Когда прибыл дежурный офицер, молчаливого «зашившегося» отпаивали чаем, при этом все галдели так, как будто это они стали героями дня, точнее очень раннего утра. Майор стал расспрашивать повара-солдата, что же произошло, но тот смотрел на него, как баран на новые ворота. Тогда офицер приказал прапорщику привести из роты толмача, который бы смог перевести эту беседу на родной для таджика язык и обратно на русский.
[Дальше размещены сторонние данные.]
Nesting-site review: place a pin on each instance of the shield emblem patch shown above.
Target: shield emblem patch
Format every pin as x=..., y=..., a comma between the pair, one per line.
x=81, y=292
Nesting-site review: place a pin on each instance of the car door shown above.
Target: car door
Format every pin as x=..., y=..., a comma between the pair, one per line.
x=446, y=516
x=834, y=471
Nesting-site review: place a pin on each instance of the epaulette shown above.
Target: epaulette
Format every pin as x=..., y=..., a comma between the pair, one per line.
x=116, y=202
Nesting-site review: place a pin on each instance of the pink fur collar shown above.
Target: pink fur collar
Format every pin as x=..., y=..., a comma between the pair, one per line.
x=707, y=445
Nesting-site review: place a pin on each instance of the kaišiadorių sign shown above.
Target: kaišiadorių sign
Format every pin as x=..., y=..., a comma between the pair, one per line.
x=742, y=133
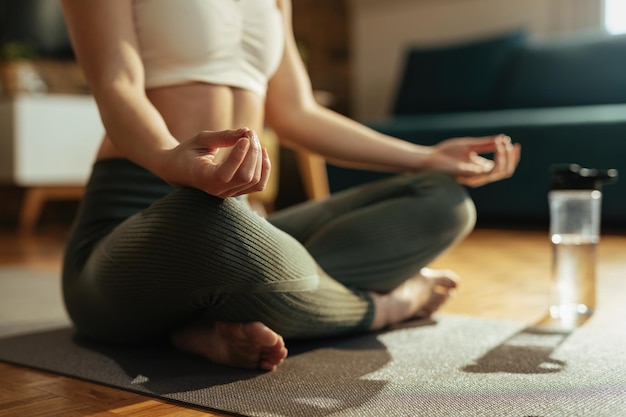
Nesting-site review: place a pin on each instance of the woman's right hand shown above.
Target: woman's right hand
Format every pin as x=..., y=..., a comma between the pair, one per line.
x=194, y=163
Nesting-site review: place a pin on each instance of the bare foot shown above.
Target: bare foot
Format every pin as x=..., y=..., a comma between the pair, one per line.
x=242, y=345
x=419, y=296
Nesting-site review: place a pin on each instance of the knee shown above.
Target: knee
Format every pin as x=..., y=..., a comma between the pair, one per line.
x=449, y=206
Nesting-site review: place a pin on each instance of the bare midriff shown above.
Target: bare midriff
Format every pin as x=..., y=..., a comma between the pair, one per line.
x=190, y=108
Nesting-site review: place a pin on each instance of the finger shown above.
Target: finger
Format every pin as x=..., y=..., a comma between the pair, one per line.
x=227, y=169
x=261, y=184
x=218, y=139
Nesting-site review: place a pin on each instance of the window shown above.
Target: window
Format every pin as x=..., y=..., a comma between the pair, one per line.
x=615, y=16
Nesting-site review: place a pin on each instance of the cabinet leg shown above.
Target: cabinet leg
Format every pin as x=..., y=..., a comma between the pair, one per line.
x=36, y=197
x=31, y=210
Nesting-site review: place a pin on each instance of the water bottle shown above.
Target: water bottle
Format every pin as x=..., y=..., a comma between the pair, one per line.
x=575, y=201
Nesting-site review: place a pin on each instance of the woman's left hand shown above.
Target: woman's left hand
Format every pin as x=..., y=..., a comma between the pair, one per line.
x=461, y=158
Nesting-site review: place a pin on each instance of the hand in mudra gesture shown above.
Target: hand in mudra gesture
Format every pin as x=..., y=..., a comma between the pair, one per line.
x=461, y=158
x=224, y=163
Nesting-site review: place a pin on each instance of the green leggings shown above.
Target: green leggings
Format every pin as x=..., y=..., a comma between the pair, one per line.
x=144, y=258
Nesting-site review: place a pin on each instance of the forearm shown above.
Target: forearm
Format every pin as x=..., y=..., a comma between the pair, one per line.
x=346, y=142
x=133, y=124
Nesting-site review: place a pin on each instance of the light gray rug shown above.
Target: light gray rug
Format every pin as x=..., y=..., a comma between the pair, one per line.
x=450, y=366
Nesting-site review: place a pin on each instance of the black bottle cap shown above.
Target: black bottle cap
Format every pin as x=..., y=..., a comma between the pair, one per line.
x=575, y=177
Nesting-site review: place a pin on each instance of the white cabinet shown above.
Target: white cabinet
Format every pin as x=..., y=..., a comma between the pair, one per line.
x=48, y=139
x=47, y=145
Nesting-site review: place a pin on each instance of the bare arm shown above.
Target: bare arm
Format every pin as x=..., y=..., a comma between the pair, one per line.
x=105, y=43
x=292, y=111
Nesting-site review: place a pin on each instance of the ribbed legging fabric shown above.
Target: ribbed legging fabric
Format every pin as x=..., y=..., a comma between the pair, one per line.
x=144, y=259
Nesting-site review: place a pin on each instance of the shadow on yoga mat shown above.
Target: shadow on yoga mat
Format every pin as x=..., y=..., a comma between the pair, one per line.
x=453, y=366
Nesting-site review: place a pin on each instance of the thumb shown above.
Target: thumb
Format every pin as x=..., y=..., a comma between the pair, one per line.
x=209, y=140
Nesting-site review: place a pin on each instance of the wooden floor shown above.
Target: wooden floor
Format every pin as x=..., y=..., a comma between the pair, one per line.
x=505, y=275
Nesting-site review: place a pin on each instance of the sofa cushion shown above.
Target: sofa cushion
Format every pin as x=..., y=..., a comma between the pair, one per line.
x=580, y=70
x=455, y=78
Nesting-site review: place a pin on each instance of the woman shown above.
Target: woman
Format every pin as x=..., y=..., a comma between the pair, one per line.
x=164, y=247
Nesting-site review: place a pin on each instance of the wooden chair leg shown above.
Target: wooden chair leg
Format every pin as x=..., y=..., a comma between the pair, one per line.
x=314, y=175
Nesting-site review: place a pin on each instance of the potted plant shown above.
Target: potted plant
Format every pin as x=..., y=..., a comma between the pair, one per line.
x=17, y=68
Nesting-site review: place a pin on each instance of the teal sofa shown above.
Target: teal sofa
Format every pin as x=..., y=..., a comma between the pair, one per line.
x=564, y=101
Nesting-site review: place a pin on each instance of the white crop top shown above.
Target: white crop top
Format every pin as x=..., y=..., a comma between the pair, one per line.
x=228, y=42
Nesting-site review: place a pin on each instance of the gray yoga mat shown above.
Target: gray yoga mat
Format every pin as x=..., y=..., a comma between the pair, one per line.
x=448, y=366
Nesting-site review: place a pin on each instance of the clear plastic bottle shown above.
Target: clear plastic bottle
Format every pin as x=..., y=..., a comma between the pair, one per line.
x=575, y=211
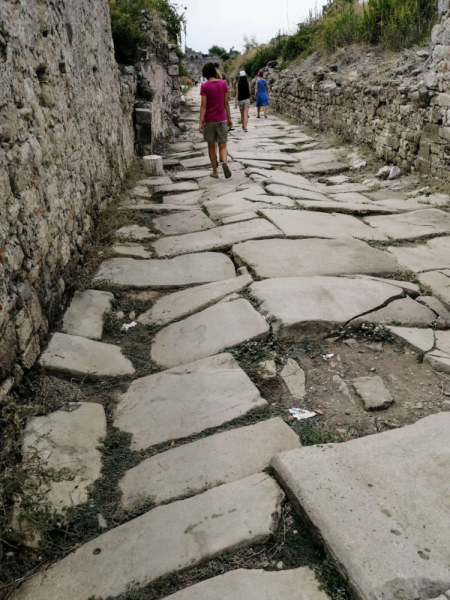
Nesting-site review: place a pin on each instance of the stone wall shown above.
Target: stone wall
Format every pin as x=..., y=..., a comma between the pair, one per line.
x=67, y=136
x=398, y=105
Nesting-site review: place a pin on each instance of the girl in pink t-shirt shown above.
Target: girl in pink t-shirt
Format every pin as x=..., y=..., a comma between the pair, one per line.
x=215, y=117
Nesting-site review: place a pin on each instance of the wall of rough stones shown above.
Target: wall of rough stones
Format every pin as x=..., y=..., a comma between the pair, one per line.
x=68, y=131
x=400, y=106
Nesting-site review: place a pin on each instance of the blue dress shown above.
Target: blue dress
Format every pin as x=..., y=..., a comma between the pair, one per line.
x=262, y=99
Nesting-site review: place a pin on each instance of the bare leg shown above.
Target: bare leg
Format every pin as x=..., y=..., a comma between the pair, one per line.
x=212, y=150
x=246, y=109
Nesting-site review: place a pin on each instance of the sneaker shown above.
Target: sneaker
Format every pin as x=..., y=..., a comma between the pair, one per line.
x=226, y=170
Скоро переводчик прибыл и начал лопотать по-своему, переводя Антрациту (того, оказывается, звали Мешди) майорские вопросы. Тот слушал, качал головой и …молчал. Только на один вопрос он коротко что-то ответил и снова замолчал. Таджикский товарищ перевел: «Он зашил рот потому, что много хотел сказать прапорщику» Потом добавил от себя: «Он не любит, когда ругаются. Может сделать что-нибудь тому, кто на него кричит. В школе одному даже руку сломал». Прапор при этих словах начал потихоньку отступать в тень, подальше от опасного тихони.
Потом майор увел солдата-таджика с собой в сопровождении фельдшера. Завтрак, не смотря на весь этот сыр-бор, начался вовремя. Готовясь к нему, мы заметили, что вечно орущий прапор стал тише воды и, оказалось, что он знает еще и нормальные слова, кроме матерных.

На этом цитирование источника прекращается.